Virginia Beach

I was packing up to change location for a couple of days so I didn’t know immediately why my sister-in-law messaged to ask if we were okay. I texted back asking about why, then googled and saw that another tragedy had struck at a location we had driven by just days before.

We went to dinner after I received the message. It was late at the sports bar. TVs showed tennis, softball, baseball, and the shooting aftermath. Looking at the patrons, you’d never have guessed that a shooting had occurred just miles away. A shooting that took away 12 lives, injured others.

The one thought that came to me was that we’ve become inured to mass shootings. It can be close, but unless someone we know is involved, we don’t care, we don’t pay attention. We laugh, we drink, we flirt, continue living.
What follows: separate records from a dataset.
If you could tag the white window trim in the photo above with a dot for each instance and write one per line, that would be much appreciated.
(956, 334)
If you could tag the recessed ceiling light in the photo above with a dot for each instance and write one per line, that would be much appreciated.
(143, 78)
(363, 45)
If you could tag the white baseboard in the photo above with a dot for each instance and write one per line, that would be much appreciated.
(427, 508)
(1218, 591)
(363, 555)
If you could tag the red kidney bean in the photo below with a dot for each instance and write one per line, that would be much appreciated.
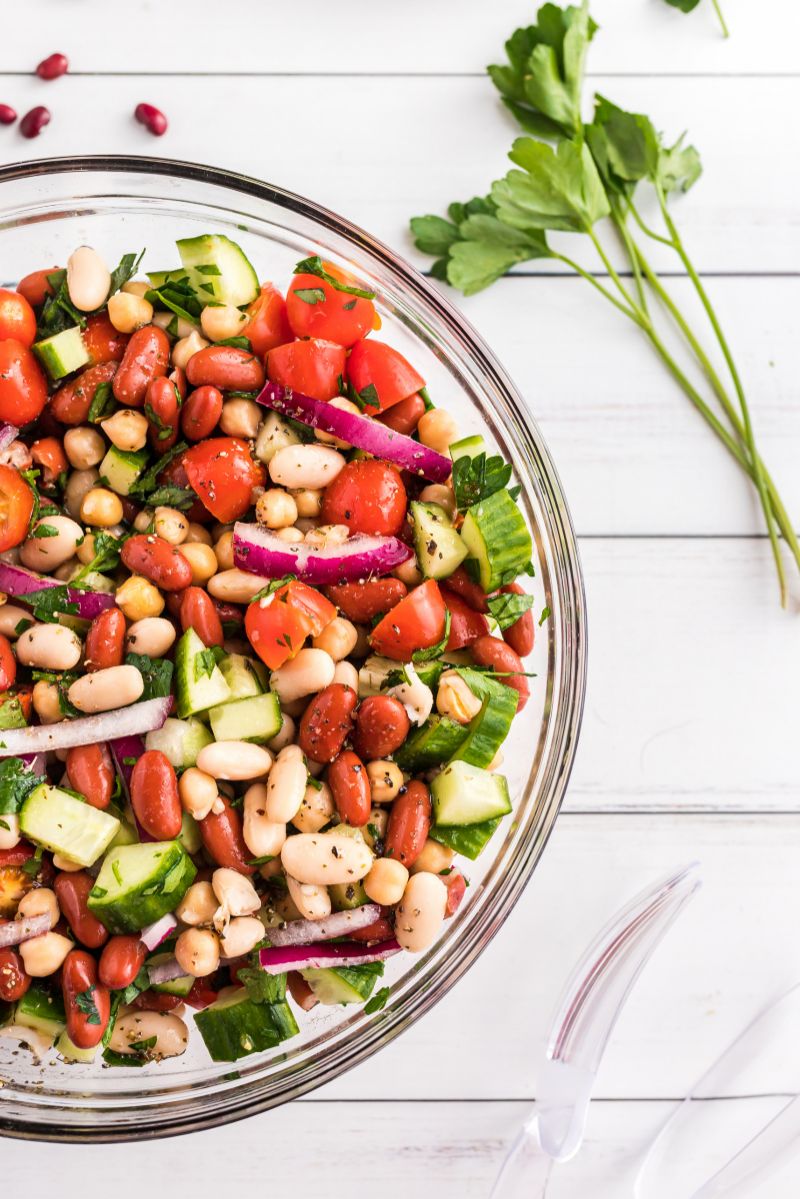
(328, 722)
(157, 560)
(491, 651)
(198, 612)
(200, 413)
(162, 409)
(72, 892)
(34, 121)
(227, 368)
(347, 778)
(72, 401)
(522, 633)
(53, 66)
(90, 772)
(152, 119)
(154, 795)
(404, 417)
(106, 640)
(222, 838)
(120, 962)
(146, 357)
(361, 602)
(382, 725)
(86, 1002)
(409, 823)
(13, 978)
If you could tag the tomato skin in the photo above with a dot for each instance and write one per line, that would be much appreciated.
(416, 622)
(268, 325)
(16, 507)
(23, 386)
(223, 474)
(383, 367)
(17, 318)
(340, 317)
(367, 495)
(465, 624)
(312, 367)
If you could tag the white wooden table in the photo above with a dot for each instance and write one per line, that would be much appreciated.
(690, 735)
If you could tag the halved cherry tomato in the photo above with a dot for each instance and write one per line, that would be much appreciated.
(23, 387)
(268, 324)
(223, 474)
(313, 367)
(465, 624)
(16, 507)
(416, 622)
(17, 318)
(367, 495)
(277, 626)
(318, 308)
(377, 365)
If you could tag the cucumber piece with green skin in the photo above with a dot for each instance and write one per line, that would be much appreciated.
(62, 353)
(139, 884)
(121, 468)
(180, 741)
(439, 549)
(256, 718)
(497, 538)
(218, 270)
(199, 684)
(54, 819)
(433, 742)
(465, 795)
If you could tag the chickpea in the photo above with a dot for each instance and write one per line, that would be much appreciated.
(101, 507)
(84, 447)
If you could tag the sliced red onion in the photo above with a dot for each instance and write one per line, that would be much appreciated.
(262, 552)
(359, 431)
(14, 932)
(318, 957)
(19, 583)
(154, 934)
(340, 923)
(86, 729)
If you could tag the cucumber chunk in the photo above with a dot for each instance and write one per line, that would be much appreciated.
(62, 353)
(218, 270)
(139, 884)
(257, 718)
(199, 681)
(64, 825)
(439, 549)
(464, 794)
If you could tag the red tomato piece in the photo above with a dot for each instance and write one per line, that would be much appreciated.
(416, 622)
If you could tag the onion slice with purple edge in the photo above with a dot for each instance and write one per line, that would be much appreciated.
(340, 923)
(362, 432)
(19, 583)
(262, 552)
(86, 729)
(318, 957)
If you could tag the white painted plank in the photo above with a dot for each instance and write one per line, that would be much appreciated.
(637, 36)
(401, 151)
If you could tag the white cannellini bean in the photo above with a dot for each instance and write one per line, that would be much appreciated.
(49, 648)
(106, 690)
(420, 911)
(89, 279)
(235, 760)
(307, 673)
(325, 859)
(305, 465)
(286, 785)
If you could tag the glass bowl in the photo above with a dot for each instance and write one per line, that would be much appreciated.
(120, 204)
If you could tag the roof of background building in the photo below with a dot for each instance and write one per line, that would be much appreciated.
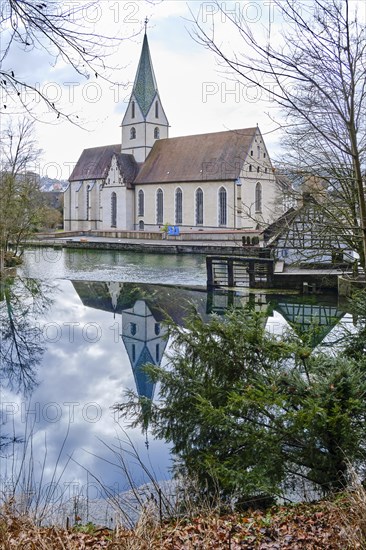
(94, 164)
(204, 157)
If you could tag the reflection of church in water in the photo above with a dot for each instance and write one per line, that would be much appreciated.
(143, 308)
(144, 338)
(141, 324)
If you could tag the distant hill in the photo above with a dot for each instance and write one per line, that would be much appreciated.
(52, 184)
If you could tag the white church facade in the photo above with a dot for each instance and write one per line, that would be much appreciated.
(199, 182)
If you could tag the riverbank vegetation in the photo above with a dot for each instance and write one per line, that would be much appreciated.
(338, 524)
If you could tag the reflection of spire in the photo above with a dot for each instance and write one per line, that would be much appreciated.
(301, 317)
(114, 289)
(145, 342)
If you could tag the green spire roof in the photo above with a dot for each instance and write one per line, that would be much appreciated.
(145, 87)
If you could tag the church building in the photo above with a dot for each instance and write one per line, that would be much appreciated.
(221, 180)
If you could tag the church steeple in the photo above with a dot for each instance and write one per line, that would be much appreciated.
(144, 121)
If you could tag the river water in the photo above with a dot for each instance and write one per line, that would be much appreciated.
(76, 329)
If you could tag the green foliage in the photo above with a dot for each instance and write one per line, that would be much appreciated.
(22, 209)
(244, 411)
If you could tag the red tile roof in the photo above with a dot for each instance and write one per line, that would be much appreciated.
(216, 156)
(94, 164)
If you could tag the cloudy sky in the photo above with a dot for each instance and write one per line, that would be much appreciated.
(196, 95)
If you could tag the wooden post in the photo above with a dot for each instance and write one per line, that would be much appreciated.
(209, 272)
(230, 272)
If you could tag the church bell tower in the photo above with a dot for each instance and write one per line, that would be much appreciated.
(144, 121)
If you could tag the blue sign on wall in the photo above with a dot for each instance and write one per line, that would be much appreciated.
(173, 230)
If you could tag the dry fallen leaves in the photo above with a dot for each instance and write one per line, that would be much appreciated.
(305, 526)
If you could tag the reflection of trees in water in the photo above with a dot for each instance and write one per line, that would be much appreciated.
(21, 302)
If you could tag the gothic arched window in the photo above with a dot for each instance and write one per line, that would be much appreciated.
(258, 197)
(178, 206)
(159, 206)
(199, 206)
(88, 202)
(113, 210)
(222, 206)
(141, 203)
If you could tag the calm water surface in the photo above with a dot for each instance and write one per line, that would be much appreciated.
(76, 330)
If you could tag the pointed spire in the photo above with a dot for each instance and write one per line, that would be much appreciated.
(145, 86)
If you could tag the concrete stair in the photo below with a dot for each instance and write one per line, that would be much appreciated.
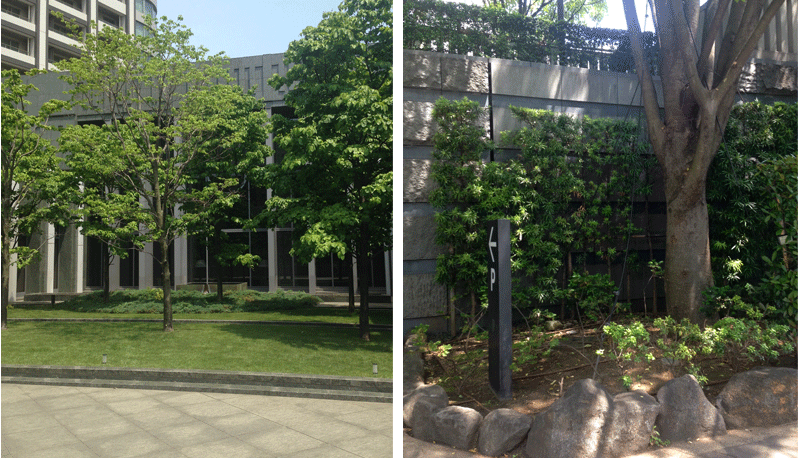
(306, 386)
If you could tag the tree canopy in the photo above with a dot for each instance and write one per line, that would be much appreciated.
(155, 91)
(30, 174)
(332, 177)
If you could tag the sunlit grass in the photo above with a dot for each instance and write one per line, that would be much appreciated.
(314, 350)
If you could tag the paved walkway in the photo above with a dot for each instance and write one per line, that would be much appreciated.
(64, 422)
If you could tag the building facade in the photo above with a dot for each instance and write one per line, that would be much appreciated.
(71, 262)
(32, 37)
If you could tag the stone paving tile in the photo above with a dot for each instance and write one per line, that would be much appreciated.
(188, 434)
(230, 447)
(105, 422)
(367, 445)
(127, 445)
(14, 423)
(242, 423)
(281, 442)
(210, 409)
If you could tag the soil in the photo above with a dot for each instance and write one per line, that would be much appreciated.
(536, 386)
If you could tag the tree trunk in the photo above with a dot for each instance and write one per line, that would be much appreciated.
(6, 291)
(351, 283)
(363, 283)
(167, 286)
(106, 271)
(688, 271)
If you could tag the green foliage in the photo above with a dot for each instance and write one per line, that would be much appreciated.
(423, 344)
(31, 175)
(156, 89)
(147, 301)
(567, 190)
(738, 340)
(593, 295)
(751, 191)
(530, 347)
(680, 343)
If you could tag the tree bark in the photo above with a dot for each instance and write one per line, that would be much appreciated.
(167, 286)
(363, 283)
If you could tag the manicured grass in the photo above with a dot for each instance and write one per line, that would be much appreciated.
(238, 347)
(315, 314)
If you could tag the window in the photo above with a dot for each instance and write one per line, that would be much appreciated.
(146, 7)
(108, 17)
(17, 9)
(15, 42)
(55, 55)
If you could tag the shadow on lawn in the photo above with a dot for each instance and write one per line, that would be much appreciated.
(312, 337)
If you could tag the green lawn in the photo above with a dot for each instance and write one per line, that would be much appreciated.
(314, 350)
(315, 314)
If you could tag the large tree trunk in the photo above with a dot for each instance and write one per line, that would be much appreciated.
(687, 259)
(6, 291)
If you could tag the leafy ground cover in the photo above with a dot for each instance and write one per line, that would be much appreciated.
(548, 363)
(318, 350)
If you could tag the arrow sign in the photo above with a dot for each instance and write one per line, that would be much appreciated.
(491, 244)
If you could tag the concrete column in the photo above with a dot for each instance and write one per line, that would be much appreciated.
(41, 34)
(114, 274)
(71, 265)
(145, 267)
(12, 279)
(40, 275)
(387, 257)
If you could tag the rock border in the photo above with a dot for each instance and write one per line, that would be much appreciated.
(588, 421)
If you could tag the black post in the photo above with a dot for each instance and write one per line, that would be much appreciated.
(500, 335)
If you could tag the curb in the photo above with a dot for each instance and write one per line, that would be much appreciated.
(296, 385)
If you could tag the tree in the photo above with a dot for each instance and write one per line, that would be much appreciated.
(30, 175)
(334, 182)
(572, 11)
(241, 140)
(700, 74)
(100, 208)
(154, 89)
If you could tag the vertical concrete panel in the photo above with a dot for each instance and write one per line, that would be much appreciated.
(70, 264)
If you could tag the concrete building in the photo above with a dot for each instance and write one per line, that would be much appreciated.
(34, 38)
(497, 84)
(70, 262)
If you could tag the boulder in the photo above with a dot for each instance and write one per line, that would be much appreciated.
(413, 370)
(633, 417)
(763, 396)
(502, 430)
(457, 426)
(573, 425)
(685, 412)
(422, 421)
(433, 394)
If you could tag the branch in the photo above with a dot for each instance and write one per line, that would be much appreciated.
(733, 73)
(701, 93)
(655, 125)
(706, 63)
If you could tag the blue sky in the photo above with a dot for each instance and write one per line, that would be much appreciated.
(246, 27)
I do notice. I do care, but I’m old school and refuse, perhaps stupidly, to believe that these shootings should be commonplace. Mass shootings will never be common for me. At least I hope that is the case.

Strangely, perhaps lovingly, this song is playing right now on a station that wouldn’t normally be playing this song:

Perhaps not all love is over the rainbow. Perhaps we’ll find our way before it’s too late. Perhaps we’ll find ourselves. Perhaps it all starts with each of us and recognizing pain, seeing that shootings should not be common, not being inured to all of this pain.

Perhaps we’ll convince the short-sighted that guns should not be commonplace either. And, perhaps that is my own unicorn.

 

7 thoughts on “Virginia Beach

  1. Optimism and hope can be hard to find, Sascha. I just read the news of the shooting too actually. There are good people in the world, and yet what I see around me makes it hard to hold onto that dream.

    I fear that world has become a place where we must be selfish to survive, where we cannot look out for our neighbor, but instead must look out for our neighbor (that’s not mine BTW).

    1. You’re right. I was talking with some folks today who said they’ve become (paraphrased) paranoid in situations where they never thought they would be. One of them has been to that municipal center often. It’s disheartening. People just need to care rather than treat it as every day.

  2. I think it will take the next generation to conquer this problem. The old guard (NRA) must die out and the generation that has suffered the losses will make the changes. That’s how it’s always been.

  3. It’s terrible that these shootings continue to happen. I pray for the victims and their families and hope that Jehovah God supports them during this difficult time. Psalms 147:3 says, “He heals the brokenhearted; He binds up their wounds.”